The NBA’s “re-opening” night on Thursday was a major success, with both games going back and forth and coming down the wire, as the Jazz and Lakers scored winning baskets in the final seconds of their respective contests.
While the NBA’s “bubble” experiment at Walt Disney World is off to a promising start, the league is facing an uncertain future for next season — even if the 2019/20 campaign can be finished without any further hitches.
After NBPA executive director Michele Roberts spoke this week about the possibility of the NBA playing at a single site in ’20/21 as well, ESPN’s Adrian Wojnarowski reported (via Twitter) that the league’s priority is till to get fans into arenas next season. However, unless the coronavirus pandemic is far more under control four months from now, it’s hard to see how the NBA will be able to fill teams’ home arenas by December 1, the proposed start date for next season.
As Wojnarowski notes – and as an early-July report indicated – the NBA continues to brainstorm potential ideas for the 2020/21 season and remains in the early stages of planning, with everything on the table. According to Wojnarowski, playing games in “regional pods” is one idea that has been discussed, but the league’s preference would be for any such “bubbles” to be finite in length — for instance, a month or two in, followed by a month out.
That report three weeks ago from Alex Silverman of Morning Consult suggested that the NBA is mulling the possibility of pushing next season’s start date well into 2021 (perhaps to March) in the hopes that a coronavirus vaccine or improved therapeutic treatment for COVID-19 will be available, increasing the odds of getting fans into arenas by then. For now, the plan for the ’20/21 campaign remains very much up in the air.
Here’s more on the NBA’s restart:
- As Andrew Keh of The New York Times writes, “bubbles” seem to be working for the sports that have gone in that direction, but it’s unlikely that leagues will want to continue playing indefinitely in secluded campus-like environments.
- The NBA announced this week that it’s launching a new community program to provide thousands of no-cost COVID-19 tests in Orlando and in team markets around the country. The league has been wary of the optics of its players being tested daily and getting speedy results while there have been testing shortages and delays for the public, so this program appears designed to help address that issue.
- In an interesting story, Josh Robbins of The Athletic looks at how a 30,000-square-foot ballroom at Walt Disney World has been transformed into a warehouse to accommodate upwards of 1,000 delivered packages per day.
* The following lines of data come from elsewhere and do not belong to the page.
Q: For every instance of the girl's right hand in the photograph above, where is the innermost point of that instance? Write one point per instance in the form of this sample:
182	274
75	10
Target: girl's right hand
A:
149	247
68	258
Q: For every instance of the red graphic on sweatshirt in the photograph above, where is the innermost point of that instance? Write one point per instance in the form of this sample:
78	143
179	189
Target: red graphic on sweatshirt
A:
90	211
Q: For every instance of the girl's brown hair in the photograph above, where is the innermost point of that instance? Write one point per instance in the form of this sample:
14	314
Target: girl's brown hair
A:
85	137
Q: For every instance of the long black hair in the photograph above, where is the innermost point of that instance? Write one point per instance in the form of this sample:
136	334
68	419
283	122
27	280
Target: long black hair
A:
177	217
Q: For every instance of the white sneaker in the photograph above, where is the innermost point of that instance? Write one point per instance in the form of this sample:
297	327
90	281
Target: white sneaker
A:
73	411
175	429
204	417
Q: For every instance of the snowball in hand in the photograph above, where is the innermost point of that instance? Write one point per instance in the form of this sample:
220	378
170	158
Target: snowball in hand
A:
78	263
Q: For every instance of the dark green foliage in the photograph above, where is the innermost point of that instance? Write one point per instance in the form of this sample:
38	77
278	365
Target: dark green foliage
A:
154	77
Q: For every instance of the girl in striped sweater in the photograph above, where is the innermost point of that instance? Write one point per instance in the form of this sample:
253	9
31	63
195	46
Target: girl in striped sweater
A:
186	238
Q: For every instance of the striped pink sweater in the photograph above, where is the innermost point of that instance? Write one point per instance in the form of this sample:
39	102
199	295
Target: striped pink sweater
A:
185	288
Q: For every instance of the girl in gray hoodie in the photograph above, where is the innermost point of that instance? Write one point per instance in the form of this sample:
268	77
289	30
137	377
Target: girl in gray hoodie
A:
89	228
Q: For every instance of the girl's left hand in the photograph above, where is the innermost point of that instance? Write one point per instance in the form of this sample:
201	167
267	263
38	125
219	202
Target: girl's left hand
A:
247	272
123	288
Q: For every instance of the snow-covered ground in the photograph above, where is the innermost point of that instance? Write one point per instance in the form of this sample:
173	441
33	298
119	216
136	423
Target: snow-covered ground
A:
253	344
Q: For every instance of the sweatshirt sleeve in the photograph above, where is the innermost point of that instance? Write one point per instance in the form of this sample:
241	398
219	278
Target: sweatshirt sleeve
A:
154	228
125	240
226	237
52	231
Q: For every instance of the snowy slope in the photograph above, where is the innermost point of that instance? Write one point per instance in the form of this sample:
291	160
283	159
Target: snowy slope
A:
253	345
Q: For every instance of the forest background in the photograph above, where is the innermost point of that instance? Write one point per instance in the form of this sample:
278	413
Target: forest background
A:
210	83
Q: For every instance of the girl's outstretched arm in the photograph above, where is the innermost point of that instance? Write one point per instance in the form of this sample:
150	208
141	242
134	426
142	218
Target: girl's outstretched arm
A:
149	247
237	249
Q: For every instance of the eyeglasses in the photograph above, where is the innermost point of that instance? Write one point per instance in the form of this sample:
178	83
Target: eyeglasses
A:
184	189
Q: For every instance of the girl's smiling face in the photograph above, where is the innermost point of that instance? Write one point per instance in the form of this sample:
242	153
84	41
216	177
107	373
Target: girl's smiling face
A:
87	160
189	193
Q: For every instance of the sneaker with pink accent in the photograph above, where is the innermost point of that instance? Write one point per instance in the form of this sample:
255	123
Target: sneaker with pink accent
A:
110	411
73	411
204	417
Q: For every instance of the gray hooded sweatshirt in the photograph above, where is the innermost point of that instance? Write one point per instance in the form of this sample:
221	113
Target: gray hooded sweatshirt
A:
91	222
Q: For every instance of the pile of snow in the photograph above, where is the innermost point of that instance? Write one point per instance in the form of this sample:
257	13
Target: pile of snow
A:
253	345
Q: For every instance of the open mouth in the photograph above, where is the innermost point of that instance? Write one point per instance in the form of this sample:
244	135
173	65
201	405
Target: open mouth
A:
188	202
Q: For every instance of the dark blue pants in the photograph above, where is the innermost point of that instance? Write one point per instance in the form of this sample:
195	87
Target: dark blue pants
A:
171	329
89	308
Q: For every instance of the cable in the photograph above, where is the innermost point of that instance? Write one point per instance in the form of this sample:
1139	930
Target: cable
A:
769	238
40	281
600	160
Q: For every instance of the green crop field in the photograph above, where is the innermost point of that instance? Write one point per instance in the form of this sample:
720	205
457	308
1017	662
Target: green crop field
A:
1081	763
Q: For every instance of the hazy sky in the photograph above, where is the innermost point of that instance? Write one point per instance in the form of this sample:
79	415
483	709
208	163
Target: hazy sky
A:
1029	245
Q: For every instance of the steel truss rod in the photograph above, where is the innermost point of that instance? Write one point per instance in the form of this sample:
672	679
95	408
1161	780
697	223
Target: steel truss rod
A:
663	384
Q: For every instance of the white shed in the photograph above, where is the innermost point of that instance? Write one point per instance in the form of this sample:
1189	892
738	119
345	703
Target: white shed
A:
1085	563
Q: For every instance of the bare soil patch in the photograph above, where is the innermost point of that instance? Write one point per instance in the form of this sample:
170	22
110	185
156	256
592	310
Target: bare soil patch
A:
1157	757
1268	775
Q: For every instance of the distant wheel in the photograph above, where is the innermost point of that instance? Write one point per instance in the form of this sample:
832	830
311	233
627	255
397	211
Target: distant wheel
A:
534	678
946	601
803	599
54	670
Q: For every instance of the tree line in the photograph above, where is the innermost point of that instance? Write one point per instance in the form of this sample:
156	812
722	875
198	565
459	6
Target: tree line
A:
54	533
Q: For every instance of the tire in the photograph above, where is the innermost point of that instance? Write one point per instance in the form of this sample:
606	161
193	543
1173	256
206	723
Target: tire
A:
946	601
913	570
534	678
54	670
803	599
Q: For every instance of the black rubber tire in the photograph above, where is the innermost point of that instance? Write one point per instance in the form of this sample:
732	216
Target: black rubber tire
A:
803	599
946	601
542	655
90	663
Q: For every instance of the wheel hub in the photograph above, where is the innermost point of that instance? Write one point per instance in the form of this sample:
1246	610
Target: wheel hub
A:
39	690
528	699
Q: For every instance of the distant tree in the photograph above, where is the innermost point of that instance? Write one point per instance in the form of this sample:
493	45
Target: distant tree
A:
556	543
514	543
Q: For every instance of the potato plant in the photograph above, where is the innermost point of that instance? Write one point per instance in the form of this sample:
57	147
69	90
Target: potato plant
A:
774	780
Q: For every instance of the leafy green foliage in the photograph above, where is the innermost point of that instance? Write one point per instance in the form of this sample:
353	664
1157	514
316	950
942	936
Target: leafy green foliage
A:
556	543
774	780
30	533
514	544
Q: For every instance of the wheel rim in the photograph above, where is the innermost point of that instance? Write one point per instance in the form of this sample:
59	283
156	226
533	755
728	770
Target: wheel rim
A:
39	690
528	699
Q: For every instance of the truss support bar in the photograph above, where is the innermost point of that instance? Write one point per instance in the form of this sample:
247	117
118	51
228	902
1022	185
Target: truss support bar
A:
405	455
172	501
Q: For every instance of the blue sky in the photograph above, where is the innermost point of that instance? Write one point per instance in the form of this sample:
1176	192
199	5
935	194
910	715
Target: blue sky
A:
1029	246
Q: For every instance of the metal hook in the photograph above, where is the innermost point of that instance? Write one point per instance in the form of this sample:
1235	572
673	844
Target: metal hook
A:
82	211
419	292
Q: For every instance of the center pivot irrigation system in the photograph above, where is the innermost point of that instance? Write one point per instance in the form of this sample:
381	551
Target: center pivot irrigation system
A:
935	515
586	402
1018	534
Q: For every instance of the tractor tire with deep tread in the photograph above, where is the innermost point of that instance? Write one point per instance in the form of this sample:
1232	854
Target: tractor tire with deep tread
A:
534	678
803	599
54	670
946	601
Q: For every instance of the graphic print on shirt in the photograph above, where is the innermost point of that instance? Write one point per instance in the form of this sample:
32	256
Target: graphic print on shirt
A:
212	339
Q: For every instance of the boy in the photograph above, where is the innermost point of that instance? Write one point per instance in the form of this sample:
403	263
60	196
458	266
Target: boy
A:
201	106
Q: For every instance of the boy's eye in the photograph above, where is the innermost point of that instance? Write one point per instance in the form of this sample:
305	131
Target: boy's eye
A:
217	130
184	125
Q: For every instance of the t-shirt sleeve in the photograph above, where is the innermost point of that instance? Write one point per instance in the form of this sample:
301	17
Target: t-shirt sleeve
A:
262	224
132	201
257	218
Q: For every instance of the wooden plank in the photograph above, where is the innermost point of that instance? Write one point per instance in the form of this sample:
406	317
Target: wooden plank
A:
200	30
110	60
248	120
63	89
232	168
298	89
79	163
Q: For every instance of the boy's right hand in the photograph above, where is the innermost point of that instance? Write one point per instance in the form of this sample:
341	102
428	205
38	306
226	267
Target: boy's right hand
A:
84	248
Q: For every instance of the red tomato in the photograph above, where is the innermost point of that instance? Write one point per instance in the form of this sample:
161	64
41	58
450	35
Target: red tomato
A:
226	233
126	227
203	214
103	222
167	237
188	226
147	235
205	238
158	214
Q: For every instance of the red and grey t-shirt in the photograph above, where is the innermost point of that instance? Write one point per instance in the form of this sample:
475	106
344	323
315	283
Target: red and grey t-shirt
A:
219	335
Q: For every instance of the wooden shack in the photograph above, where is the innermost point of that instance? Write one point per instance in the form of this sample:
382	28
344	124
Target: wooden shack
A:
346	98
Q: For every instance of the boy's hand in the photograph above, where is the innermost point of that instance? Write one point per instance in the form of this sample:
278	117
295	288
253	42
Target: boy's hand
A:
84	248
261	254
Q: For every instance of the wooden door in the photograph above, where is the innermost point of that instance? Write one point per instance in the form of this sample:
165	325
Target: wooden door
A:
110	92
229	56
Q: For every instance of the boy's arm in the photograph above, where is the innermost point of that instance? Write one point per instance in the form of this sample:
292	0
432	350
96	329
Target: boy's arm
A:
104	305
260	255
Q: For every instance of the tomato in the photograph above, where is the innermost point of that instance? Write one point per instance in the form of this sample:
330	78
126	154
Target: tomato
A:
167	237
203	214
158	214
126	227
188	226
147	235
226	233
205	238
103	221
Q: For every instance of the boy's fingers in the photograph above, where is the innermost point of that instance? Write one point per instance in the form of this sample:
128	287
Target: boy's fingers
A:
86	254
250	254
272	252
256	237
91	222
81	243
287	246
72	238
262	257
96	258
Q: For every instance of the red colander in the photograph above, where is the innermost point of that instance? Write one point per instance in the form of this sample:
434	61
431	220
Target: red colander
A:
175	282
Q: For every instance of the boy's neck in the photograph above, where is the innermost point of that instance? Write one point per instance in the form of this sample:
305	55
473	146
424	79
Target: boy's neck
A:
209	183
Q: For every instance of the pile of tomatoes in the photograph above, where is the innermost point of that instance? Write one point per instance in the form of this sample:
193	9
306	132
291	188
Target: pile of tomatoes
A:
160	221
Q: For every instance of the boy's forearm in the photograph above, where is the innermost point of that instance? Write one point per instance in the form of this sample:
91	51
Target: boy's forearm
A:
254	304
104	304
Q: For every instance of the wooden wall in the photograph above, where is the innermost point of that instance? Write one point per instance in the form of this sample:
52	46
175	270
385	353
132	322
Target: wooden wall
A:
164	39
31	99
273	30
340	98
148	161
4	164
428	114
As Robbins details, players have been getting plenty of items delivered to Disney World in an effort to make the NBA’s campus feel more like home. “I’m about $5 grand in with Amazon since I’ve been in here,” Heat big man Udonis Haslem said. “I’m good now. I don’t think I need anything else for the next three months. … I got a coffee machine. I got some snacks. I got my leg pumps. I got everything.”
- Within ESPN’s breakdown of Thursday’s restart, Tim Bontemps contends that the virtual fan boards around the courts – a good idea in theory – were glitchy and were “more of a distraction than an aid to the viewing experience.”
I had to look up leg pumps on amazon to see what Udonis was talking about. They look like the electronic version of orthopedic socks. Go get’em…old man!
What about the testing for the HOOPING COUGH ??
Appreciate HR reporting on all the speculations for how 20/21 unfolds.
I really think fans could & should pack themselves in with their own breathing devices as opposed to hoping for a vaccine. The NBA could lead with this, since nobody else is leading, or inventing.
Luke, about this NBA announcement (para.7)–
Is the NBA selling this free testing program as recent, and designed to solve the priority problem?— because it’s old, and solves cost and race problems. It sounds like a dismal repurposing.
There are a few other sources making the connection, not the major google-paying ones, but the timing of the re-announcement is pretty suspicious.
The NBA had announced a testing program sensitive to cost and race earlier in July, but now faced with the new challenge of priority, just repurposed the charity cost-and-race announcement instead.
Apparently there is nothing to do about ballplayers getting tested daily while frontline workers and symptomatic virus-sufferers have to wait a week or two for results. Previously Silver said the restart would not proceed under these conditions. Oh well I guess it’s all too big to stop now, and credit is available for Silver to accept by getting it running… finally. It should be over by now of course, a May/June thing.
I did not like the original program either, as the NBA claims to be a national sport, not a “major-market” one.